Novela. Las tribulaciones del estudiante Törless, Robert Musil. Bärenhaus, 224 páginas, $385.


"De este modo el príncipe se volvió para Törless fuente de un sutil placer psicológico, ya que accionaba en él ese abordaje del hombre que enseña a reconocer y disfrutar al otro por la cadencia de su voz, por el modo en que toma la mano, incluso por el timbre de su silencio y la expresión de la postura corporal con la que se ajusta a su espacio, en suma, por esa forma plena, dinámica, apenas tangible y sin embargo más que auténtica de ser un alma humana que se deposita alrededor de un núcleo palpable y nombrable como alrededor de un esqueleto desnudo". Con esta intensidad escribía el gran narrador austríaco Robert Musil (1880-1942) a los veintiséis años: este notable párrafo forma parte de su novela inicial, Las tribulaciones del estudiante Törless, recientemente retraducida y reeditada en la Argentina por el sello Bärenhaus (nada menos que Sur había sido responsable de la primera edición en castellano, allá por 1960).

En esta novela, Musil aún está probando sus fuerzas. Sin embargo, a pesar de tratarse de una obra de juventud, Las tribulaciones del estudiante Törless —llevada al cine en 1966, en su debut como director, por Völker Schlondorff, el mismo de la recordada El tambor— tiene la suficiente carga de talento como para continuar perturbando a sus lectores de la misma manera en que lo hizo en el lejano momento en que fue publicada.

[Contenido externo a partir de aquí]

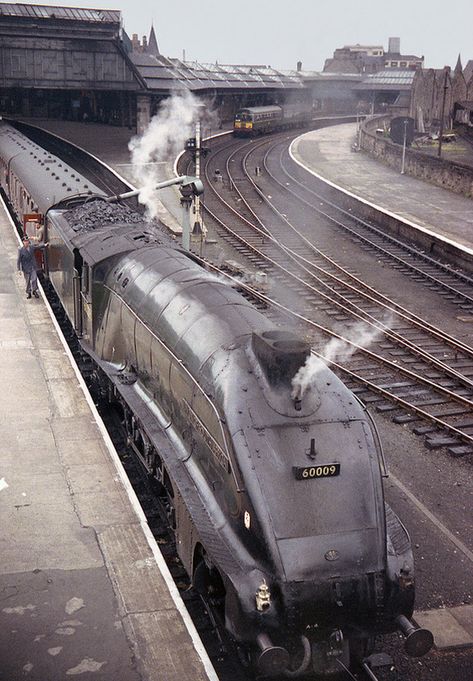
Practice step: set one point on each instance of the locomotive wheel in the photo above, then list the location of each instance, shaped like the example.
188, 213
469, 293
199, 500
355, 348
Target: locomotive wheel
209, 584
360, 648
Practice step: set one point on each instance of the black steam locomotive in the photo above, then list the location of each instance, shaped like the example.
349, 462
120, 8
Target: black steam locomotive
275, 497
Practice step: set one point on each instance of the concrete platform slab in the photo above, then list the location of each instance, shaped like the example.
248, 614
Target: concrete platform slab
52, 620
464, 615
77, 559
448, 633
171, 659
127, 553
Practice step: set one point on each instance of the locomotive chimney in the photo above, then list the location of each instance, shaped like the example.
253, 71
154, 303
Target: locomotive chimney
280, 354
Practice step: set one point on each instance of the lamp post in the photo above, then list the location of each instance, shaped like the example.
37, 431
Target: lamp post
445, 87
190, 187
404, 147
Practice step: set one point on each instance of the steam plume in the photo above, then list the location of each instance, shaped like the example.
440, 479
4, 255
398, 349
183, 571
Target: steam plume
339, 350
162, 141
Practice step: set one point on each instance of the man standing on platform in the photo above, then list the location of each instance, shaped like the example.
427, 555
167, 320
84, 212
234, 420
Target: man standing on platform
26, 263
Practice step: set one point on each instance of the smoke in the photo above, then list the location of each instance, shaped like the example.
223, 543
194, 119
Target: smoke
161, 142
337, 350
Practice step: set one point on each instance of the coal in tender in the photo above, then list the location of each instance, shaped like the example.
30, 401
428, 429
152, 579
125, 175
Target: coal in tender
96, 214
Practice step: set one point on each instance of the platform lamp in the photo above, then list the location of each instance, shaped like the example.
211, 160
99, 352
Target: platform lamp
445, 88
189, 186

La oscura historia de la relación entre el protagonista —un joven estudiante recluido en un internado destinado a la aristocracia austríaca— y tres de sus condiscípulos podría ocupar un destacado espacio en cualquier manual de psicopatología. La sexualidad y el poder se entrecruzarán sin pausas para dar forma a una trama sombría, donde las humillaciones se convierten en moneda cotidiana.

Sin embargo, de la perversidad y el sadismo sabrá extraer Törless el secreto de su espíritu, porque —Musil dixit— "la primera pasión del adolescente no es el amor por uno sino el odio hacia todos".

Finalmente, y tras experiencias que han tocado los límites, el siniestro círculo de amigos se romperá. "Un proceso había terminado —escribe Musil—, el alma tenía un nuevo anillo, como un árbol joven". El extraño Törless, que al llegar al internado "todavía no había adquirido la capacidad de echarse a morir todos los días y no preocuparse por eso", se ha convertido en otro, tal vez en un hombre, acaso en alguien que conoce para siempre los abismos. Más allá de los muros de la institución pedagógica lo espera una nación contradictoria, capaz de producir las mayores alturas en los terrenos artístico y filosófico y de desencadenar las dos guerras más terribles que recuerda la especie humana.

Para el propio narrador esta novela también servirá de aprendizaje. No mucho más tarde se sumergirá en la que será su obra definitiva y una de las cumbres de la novelística del siglo veinte, la monumental El hombre sin atributos. A la par de nombres como los de Franz Kafka o Thomas Mann, Musil sabrá llevar a la lengua alemana a un grado de excelencia supremo.

El mundo que lo cobijó estallará en pedazos en 1945 (él ha muerto tres años antes). De las ruinas surgirá, más tarde, un país nuevo, y escritores de la talla de Günter Grass, Heinrich Böll, Thomas Bernhard o Peter Handke.

Pero esa es otra historia, cuyo final está por verse.